Oestrogen increases the integrity of soft tissues like muscles and fascia, so when oestrogen levels are high — in the first phase of your cycle, known as the “follicular phase” — your pelvic floor may feel stronger. During menstruation, when oestrogen is lowest, you may notice your pelvic floor muscles (and all muscles in general) are more fatigued or weaker – this is normal!


Remember that for women suffering with POP, rehabilitation efforts are generally focused on strengthening the muscles around the pelvic region, which is why this loosening throughout the hormonal cycle may feel like it’s causing a backslide in symptoms.
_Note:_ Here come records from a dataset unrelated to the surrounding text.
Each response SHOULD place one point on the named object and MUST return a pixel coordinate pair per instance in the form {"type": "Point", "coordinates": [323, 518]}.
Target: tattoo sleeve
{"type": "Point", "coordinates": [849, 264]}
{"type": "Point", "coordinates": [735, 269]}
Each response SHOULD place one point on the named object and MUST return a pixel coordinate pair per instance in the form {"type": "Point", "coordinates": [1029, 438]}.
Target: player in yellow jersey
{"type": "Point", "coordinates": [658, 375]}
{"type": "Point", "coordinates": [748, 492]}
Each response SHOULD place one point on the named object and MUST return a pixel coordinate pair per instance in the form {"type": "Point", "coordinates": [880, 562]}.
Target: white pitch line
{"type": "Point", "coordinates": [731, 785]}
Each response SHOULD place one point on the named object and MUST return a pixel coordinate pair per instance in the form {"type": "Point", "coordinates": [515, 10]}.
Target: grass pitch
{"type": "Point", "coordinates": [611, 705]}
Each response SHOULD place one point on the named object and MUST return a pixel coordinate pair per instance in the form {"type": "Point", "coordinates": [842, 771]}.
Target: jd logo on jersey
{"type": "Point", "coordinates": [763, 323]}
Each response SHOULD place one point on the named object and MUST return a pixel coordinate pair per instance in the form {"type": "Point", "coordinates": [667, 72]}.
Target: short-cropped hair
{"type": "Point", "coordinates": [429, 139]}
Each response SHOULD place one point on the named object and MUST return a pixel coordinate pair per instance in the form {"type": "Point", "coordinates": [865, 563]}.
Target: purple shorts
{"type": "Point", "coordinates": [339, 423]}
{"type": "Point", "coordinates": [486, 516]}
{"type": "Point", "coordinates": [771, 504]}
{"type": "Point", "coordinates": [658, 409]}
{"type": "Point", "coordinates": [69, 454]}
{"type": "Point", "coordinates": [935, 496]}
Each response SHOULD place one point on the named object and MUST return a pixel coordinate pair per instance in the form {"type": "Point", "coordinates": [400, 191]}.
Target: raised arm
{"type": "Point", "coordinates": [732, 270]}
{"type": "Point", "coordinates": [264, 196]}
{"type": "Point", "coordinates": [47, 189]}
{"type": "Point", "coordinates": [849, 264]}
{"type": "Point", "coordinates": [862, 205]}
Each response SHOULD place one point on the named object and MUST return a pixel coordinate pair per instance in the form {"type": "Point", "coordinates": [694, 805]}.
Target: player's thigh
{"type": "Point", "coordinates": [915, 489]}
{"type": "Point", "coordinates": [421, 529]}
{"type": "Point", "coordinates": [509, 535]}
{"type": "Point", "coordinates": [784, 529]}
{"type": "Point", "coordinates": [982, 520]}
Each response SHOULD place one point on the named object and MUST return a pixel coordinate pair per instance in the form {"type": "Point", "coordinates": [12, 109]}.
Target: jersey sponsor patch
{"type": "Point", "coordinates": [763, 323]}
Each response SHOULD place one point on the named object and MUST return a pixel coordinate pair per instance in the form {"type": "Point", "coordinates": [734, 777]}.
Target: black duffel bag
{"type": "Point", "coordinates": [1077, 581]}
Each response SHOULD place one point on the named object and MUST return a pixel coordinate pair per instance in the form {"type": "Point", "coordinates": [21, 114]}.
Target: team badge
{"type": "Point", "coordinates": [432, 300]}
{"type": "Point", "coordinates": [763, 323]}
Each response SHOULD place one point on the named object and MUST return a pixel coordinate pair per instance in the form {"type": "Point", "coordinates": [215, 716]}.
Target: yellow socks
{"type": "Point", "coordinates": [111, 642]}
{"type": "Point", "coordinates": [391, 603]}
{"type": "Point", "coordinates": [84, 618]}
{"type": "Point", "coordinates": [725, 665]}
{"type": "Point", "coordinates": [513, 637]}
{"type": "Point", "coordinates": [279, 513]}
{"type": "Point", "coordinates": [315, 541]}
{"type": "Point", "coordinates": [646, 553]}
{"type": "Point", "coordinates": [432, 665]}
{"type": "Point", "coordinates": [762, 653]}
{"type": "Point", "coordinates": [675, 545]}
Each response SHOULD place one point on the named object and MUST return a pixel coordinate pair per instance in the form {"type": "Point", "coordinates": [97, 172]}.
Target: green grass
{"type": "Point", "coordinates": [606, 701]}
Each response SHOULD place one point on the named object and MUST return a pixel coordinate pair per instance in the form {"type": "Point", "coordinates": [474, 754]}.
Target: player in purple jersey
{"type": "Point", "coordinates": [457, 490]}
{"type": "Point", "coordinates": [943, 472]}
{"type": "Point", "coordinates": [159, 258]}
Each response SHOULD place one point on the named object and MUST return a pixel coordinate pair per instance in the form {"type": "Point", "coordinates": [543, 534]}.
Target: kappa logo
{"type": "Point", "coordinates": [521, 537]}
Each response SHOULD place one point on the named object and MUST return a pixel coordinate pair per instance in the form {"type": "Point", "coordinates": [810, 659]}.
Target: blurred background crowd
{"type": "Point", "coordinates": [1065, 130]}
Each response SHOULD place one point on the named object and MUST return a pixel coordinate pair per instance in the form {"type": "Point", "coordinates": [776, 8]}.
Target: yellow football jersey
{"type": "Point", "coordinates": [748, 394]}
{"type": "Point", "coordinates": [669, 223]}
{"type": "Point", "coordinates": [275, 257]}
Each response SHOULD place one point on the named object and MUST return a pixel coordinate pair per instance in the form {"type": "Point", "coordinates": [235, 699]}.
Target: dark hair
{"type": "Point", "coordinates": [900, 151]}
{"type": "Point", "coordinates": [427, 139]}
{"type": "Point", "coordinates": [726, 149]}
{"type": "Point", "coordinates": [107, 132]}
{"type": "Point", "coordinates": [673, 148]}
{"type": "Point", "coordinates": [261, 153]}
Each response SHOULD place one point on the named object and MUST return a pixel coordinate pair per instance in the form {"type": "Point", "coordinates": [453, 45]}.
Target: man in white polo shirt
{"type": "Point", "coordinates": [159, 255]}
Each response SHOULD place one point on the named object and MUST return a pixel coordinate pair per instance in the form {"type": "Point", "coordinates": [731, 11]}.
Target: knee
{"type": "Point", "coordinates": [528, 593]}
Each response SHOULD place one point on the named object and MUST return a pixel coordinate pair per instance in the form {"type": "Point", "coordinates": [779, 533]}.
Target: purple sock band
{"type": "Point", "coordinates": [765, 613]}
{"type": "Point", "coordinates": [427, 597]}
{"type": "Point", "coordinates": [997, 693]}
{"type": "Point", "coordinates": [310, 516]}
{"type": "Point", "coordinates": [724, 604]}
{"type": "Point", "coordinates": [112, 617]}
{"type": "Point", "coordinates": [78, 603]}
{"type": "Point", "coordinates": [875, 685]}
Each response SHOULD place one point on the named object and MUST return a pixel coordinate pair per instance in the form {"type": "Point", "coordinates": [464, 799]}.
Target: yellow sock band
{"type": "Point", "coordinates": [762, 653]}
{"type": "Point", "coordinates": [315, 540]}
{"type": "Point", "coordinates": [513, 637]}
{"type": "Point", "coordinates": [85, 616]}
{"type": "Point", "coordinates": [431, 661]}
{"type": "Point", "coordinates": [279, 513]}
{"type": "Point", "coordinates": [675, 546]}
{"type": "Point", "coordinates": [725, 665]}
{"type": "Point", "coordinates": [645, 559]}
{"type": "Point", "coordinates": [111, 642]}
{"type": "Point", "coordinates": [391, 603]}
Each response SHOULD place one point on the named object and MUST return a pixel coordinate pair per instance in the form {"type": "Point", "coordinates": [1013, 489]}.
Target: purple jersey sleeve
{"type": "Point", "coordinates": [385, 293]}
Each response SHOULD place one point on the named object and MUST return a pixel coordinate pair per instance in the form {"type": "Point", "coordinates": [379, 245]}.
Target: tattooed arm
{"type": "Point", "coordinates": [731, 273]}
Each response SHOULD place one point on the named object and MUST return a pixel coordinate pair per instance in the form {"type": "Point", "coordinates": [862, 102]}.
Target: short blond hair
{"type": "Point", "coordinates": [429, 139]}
As noted by Erin Lindberg of Integrative Therapies and Wellness, “ligament laxity [may be] a good thing during labor and delivery, but not so good afterward in relation to the pelvic floor.”

Like most things in life, the addition of stress can make this feedback loop even worse. Chronic stress can cause the adrenals to work overtime, which causes not only more ligament laxity, but dehydration as well. Dehydration can cause the muscles in the pelvis to be drier and tighter, which can also worsen symptoms of POP.


So what can women do about all this? Charting your cycle — which simply means keeping track of when you menstruate and how you’re feeling throughout the month — has several benefits, including tracking your mood, energy levels, and overall well being. From the perspective of POP management, the knowledge of when you’re likely to experience an increase in symptoms can calm some of the anxiety often associated with this time.

When you feel that discomfort, you’ll know it’s not because you’re sliding backwards in your rehabilitation efforts, but rather, it’s simply because of your hormones. As an added benefit, it can also provide insight that can help you organise your month, such as what plans to say yes to and which ones to decline, and when to schedule in rest.


When it comes to hypopressives, I have personally found that doing a solid hypopressive practice the day before menstruating makes for a much easier day one and two of my cycle. Some people avoid practice on their first couple bleed days depending on how heavy their cramping is, however if you feel up to it, you could try a short practice and see how your symptoms feel. It is something to play around with and see what works for you.

The main thing is to pay attention to your body, don’t punish yourself or assume it’s your fault, and know that with dedication and patience, it is entirely possible to improve symptoms of POP over time.